Anyway, if you get the chance, take the Klondike Highway. It’s a real treat. At the southern end of the highway, we stopped in Whitehorse to resupply, then headed for Watson Lake (again) for regrouping, laundry, and roughing out the plan for the rest of the trip.
Then we charged down the Cassiar Highway (37). Wow, it was the worst road besides Top Of The World. The views were great, but I really had to concentrate on driving. We stopped at a campground just south of Dease Lake, Tanzilla, run by the local Lion’s Club. Had the place to ourselves. Completely. Which was odd, given the number of tourists on the road. Really neat campground, in a woodsy area right on the river. Finally, when it started getting dusk-ish (aka “night” up there), an old guy rolls in in a pickup. Says that there have been a few bear incidents around there, and they’re advising folks not to stay in that campground. Oh. Well. Good to know. So, off we go to another campground down the road a bit, this one full of RVs. Not as pretty, but no “incidents” (which I didn’t want to know the local definition of).

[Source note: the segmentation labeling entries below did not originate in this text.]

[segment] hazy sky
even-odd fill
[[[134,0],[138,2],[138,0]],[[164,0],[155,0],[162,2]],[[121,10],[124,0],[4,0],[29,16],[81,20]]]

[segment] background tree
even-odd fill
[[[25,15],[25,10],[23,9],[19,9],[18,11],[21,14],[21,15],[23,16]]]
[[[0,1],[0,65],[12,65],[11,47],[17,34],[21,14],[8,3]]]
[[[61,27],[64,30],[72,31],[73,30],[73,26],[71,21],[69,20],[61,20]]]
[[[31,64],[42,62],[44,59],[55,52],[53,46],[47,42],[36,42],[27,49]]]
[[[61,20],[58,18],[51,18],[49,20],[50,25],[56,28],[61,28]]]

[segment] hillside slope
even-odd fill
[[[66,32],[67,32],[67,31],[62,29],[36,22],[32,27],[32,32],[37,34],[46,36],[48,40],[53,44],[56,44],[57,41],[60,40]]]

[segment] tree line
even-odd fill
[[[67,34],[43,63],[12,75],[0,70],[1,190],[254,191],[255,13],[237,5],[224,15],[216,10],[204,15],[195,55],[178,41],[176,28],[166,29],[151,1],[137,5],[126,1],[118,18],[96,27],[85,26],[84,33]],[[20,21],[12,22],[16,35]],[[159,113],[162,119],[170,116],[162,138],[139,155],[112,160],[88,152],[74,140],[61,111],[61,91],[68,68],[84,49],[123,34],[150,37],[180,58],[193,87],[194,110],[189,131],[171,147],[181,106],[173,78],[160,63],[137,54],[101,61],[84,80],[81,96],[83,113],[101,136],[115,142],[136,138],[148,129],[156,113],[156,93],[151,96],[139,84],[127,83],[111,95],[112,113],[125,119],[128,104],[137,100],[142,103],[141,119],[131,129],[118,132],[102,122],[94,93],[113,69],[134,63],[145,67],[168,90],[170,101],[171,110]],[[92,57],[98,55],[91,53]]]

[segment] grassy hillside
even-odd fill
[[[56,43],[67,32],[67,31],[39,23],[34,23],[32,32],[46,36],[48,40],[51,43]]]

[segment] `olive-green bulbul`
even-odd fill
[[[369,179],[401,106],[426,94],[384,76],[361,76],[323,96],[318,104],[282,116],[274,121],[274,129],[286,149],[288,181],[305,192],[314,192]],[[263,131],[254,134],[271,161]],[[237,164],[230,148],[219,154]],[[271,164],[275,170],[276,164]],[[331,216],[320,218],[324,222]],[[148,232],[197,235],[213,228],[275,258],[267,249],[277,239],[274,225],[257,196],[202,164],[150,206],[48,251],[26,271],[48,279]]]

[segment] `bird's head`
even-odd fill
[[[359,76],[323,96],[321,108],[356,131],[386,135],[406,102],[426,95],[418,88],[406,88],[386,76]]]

Today was a completely different story. We hit good pavement, and the views were spectacular. Easily the most beautiful stretch of the entire trip. I can’t recommend it highly enough. Took the 37A spur off to Stewart BC / Hyder Alaska (the self-titled bear viewing capitals of the world). The drive was glorious, the glaciers were stunning, and the towns were cute. Well, Stewart was. Hyder was kind of an ugly little sprawl in comparison, but it did have a very nice welcoming committee of two road dogs who ran up and said hi to Mayo. There weren’t any bears anywhere around either town or the visitor section of the big national park–today’s entire critter count was made along the 37 proper.